The Vision Of Escaflowne was originally conceived as an anime, but there is a couple of manga adaptation of the show floating around. They’re ultimately secondary material, with the anime being the focal point of the franchise, but if you’re interested in some alternate takes on the story and characters you may want to check out the three manga.
They aren’t essential though, so we would only recommend the most hardcore completionist of fans track these down. Only one ever came out in English though so you’re going to have to learn Japanese to complete your collection.

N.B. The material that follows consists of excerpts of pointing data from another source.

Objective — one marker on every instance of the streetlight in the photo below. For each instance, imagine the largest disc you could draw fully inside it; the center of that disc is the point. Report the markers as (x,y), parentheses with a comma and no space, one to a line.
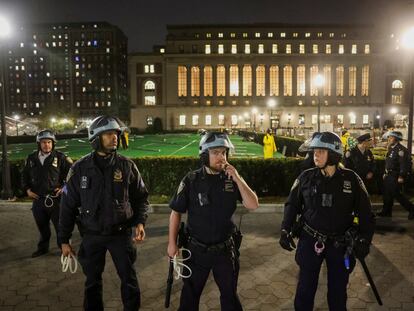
(407,42)
(5,32)
(319,82)
(16,118)
(254,111)
(271,104)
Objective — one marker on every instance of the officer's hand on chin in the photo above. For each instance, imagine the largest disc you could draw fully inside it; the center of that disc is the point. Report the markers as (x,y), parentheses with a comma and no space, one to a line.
(286,241)
(139,233)
(31,194)
(172,250)
(67,249)
(361,248)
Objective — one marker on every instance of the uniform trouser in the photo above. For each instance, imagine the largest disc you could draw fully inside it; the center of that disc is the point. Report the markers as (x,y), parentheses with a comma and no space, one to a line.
(43,215)
(225,267)
(392,190)
(310,264)
(92,253)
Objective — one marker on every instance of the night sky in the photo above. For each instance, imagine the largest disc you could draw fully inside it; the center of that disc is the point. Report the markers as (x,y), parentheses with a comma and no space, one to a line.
(144,21)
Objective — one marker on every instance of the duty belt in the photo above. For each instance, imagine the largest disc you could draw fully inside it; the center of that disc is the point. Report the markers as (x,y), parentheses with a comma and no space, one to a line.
(336,238)
(227,244)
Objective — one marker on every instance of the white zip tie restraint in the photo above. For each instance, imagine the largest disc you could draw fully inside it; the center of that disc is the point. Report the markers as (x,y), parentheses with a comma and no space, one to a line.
(69,263)
(179,265)
(49,200)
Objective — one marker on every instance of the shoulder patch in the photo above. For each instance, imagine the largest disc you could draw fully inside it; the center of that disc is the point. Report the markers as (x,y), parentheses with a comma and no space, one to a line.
(295,184)
(70,174)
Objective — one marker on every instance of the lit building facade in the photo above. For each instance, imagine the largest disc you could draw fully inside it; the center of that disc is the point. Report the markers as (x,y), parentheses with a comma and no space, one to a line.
(264,75)
(77,69)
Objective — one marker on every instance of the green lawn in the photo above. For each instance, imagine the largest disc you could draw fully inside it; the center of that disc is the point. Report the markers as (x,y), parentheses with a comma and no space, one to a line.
(145,145)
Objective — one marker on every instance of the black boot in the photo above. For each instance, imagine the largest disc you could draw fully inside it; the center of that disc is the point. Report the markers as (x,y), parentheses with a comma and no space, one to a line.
(39,252)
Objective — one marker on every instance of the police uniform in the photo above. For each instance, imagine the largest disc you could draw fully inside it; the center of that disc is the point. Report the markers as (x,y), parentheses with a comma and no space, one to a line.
(210,201)
(327,206)
(112,198)
(360,162)
(43,179)
(397,164)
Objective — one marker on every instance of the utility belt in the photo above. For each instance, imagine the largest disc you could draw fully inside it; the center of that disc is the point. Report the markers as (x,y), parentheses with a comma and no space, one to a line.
(213,248)
(337,239)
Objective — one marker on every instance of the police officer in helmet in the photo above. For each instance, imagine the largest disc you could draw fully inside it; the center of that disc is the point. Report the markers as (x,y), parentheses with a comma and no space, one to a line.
(397,169)
(43,177)
(328,200)
(112,200)
(209,195)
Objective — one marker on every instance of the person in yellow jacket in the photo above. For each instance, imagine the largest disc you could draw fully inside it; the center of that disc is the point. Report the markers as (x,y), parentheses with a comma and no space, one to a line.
(269,146)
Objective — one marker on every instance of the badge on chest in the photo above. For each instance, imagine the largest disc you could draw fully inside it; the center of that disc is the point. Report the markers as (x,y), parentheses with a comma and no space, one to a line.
(347,188)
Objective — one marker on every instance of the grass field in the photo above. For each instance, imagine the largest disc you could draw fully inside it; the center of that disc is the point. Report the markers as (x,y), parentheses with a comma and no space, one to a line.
(147,145)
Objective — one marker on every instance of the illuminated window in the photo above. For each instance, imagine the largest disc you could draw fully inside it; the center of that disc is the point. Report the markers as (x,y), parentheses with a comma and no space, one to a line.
(327,80)
(352,81)
(234,119)
(301,85)
(274,80)
(149,86)
(182,120)
(195,81)
(221,119)
(207,49)
(340,81)
(208,119)
(195,119)
(221,80)
(260,80)
(182,81)
(247,80)
(234,80)
(287,80)
(149,101)
(314,70)
(354,49)
(365,81)
(397,85)
(234,49)
(247,48)
(208,81)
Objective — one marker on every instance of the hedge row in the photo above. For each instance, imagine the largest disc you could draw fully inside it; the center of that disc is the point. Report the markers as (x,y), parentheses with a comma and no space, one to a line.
(272,177)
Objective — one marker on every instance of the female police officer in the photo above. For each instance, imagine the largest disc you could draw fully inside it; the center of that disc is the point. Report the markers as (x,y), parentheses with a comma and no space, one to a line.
(209,195)
(329,200)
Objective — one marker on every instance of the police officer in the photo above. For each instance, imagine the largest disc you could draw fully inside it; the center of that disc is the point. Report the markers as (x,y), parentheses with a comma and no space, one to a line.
(397,168)
(112,201)
(209,196)
(360,158)
(330,200)
(43,177)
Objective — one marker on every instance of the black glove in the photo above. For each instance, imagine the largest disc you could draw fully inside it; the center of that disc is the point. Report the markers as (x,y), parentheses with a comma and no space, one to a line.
(286,241)
(361,248)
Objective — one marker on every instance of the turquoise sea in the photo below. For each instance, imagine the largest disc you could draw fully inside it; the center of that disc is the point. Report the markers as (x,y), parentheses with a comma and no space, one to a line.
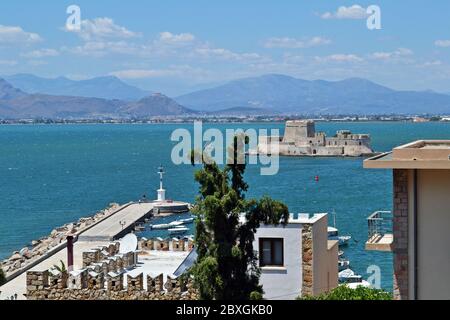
(54,174)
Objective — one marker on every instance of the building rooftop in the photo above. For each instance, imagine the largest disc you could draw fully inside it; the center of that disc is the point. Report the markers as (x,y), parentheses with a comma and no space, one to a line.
(421,154)
(300,218)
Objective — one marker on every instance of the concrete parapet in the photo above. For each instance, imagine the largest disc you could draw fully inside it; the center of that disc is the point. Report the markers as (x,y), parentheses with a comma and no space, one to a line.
(37,280)
(155,283)
(115,281)
(78,279)
(95,280)
(135,283)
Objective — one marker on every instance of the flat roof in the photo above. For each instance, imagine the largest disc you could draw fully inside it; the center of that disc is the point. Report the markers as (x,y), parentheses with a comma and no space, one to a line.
(421,154)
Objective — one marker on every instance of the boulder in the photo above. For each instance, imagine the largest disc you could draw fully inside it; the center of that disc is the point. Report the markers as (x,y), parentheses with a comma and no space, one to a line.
(17,264)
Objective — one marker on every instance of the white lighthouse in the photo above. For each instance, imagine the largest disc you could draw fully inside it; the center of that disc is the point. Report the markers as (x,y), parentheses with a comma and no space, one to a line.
(161,191)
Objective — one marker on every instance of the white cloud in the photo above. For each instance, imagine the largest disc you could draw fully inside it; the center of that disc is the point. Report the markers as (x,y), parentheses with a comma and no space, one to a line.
(340,58)
(432,63)
(143,73)
(170,38)
(183,46)
(400,52)
(179,71)
(103,28)
(292,43)
(442,43)
(102,48)
(14,35)
(41,53)
(205,51)
(353,12)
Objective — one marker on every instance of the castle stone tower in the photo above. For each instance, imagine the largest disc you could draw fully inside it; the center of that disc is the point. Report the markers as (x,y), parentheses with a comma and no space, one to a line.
(299,129)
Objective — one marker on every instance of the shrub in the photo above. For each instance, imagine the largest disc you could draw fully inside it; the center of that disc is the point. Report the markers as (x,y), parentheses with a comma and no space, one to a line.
(346,293)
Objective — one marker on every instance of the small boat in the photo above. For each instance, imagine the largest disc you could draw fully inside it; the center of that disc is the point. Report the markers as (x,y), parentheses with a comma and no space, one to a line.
(333,234)
(343,264)
(175,223)
(139,228)
(178,230)
(187,221)
(160,226)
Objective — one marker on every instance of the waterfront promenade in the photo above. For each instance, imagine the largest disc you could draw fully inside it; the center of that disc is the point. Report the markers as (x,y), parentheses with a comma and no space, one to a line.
(112,227)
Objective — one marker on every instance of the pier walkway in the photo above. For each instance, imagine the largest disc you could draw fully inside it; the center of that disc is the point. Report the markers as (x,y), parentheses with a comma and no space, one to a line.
(118,224)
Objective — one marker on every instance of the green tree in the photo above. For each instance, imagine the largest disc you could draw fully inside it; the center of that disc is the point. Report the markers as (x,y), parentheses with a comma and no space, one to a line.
(2,277)
(226,267)
(346,293)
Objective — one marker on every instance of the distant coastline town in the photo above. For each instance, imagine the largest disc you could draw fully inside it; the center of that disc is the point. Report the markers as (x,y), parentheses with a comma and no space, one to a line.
(232,119)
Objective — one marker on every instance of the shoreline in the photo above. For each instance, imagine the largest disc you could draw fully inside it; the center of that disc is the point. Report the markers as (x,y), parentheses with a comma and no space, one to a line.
(36,249)
(204,121)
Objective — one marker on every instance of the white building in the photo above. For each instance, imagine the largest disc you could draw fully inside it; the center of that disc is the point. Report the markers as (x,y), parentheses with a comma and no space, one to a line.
(297,259)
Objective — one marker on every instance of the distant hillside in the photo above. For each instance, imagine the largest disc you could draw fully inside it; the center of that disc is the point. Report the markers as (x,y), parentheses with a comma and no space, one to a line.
(15,103)
(286,94)
(102,87)
(155,105)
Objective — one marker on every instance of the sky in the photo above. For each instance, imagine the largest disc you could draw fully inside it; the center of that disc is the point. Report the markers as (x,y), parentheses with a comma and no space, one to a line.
(178,46)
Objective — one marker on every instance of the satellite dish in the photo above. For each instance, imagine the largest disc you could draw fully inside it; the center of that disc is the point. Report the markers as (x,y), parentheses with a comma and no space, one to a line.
(23,251)
(128,243)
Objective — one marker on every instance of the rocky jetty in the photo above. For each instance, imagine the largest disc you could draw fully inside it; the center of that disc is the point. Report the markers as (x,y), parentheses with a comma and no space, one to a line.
(37,248)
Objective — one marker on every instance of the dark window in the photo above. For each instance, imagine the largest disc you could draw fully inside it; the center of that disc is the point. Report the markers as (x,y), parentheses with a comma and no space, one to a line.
(271,252)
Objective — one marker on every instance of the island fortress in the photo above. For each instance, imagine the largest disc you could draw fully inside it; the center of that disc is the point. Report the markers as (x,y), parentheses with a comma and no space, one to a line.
(301,139)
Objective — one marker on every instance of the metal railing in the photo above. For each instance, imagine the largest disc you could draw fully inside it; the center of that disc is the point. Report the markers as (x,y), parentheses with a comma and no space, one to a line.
(379,224)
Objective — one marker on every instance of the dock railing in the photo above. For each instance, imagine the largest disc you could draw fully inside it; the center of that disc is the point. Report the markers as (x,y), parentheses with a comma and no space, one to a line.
(379,224)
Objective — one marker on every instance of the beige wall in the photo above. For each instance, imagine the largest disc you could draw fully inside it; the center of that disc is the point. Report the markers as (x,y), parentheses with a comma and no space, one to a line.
(433,234)
(324,260)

Escaflowne Has Realistic Main Characters For A Fantasy Mecha Series
One of Escaflowne’s most stand out qualities next to its absolutely beautiful visual presentation is the character writing. Its main cast comes off as three dimensional, with none of its main characters fitting into any stereotype you might originally think they are. Nuance and emotional depth, the true to life characters make the events of The Vision Of Escaflowne hit home that much harder, despite the fact it’s a hard fantasy show. Let’s summarize the iconic trio.
A girl transported from her regular everyday high school life in Japan to a fantastical land with giant robots and fan fiction. Today, this set up would make Hitomi an Isekai protagonist but she did it before these kinds of stories were a dime a dozen.
She’s a headstrong girl who adjusts quickly to her new surroundings in Gaea and acts as a moral center for the series. A little too concerned with love at first but despite her situation, she’s still a teen girl, so who could blame her. All her qualities come off as very genuine and true to real life.
The young king of Fanelia who’s travels quickly turn into a journey of revenge after his kingdom gets wiped off the map. Technically a half draconian, his not being completely human actually doesn’t bear too much on the series itself.
He pilots the titular Escaflowne and while he’s an extremely skilled operator, he’s a little too quick to act sometimes. Underneath his brash exterior, he’s actually quite the thoughtful person, making him less typical than you’d expect. Some mysterious power links him and Hitomi, which both deepens their bond and causes tension throughout the series.
A little older than Van and Hitomi, Allen Schezar rounds out the main cast with maturity and reserve. A high ranking and extremely talented knight, Allen leads the charge against Dornkirk which Van and Hitomi join. She falls for him pretty quickly but for some time you’re not really sure where he stands.
You find out about his rather unfortunate romantic history early on, and (minor spoilers) he even got someone else’s wife pregnant at one point. There’s more than meets the surface with Allen too, but he’s certainly a noble one at heart.
Not as common a convention anymore as it was in Escaflowne’s time, but Merle was a bonafide cat girl. More than just having the ears on her head though, she takes on multiple catlike features like having longer nails and fangs. She’s known Van since their childhood and is very protective of him, and thusly not the biggest fan of Hitomi on their travels.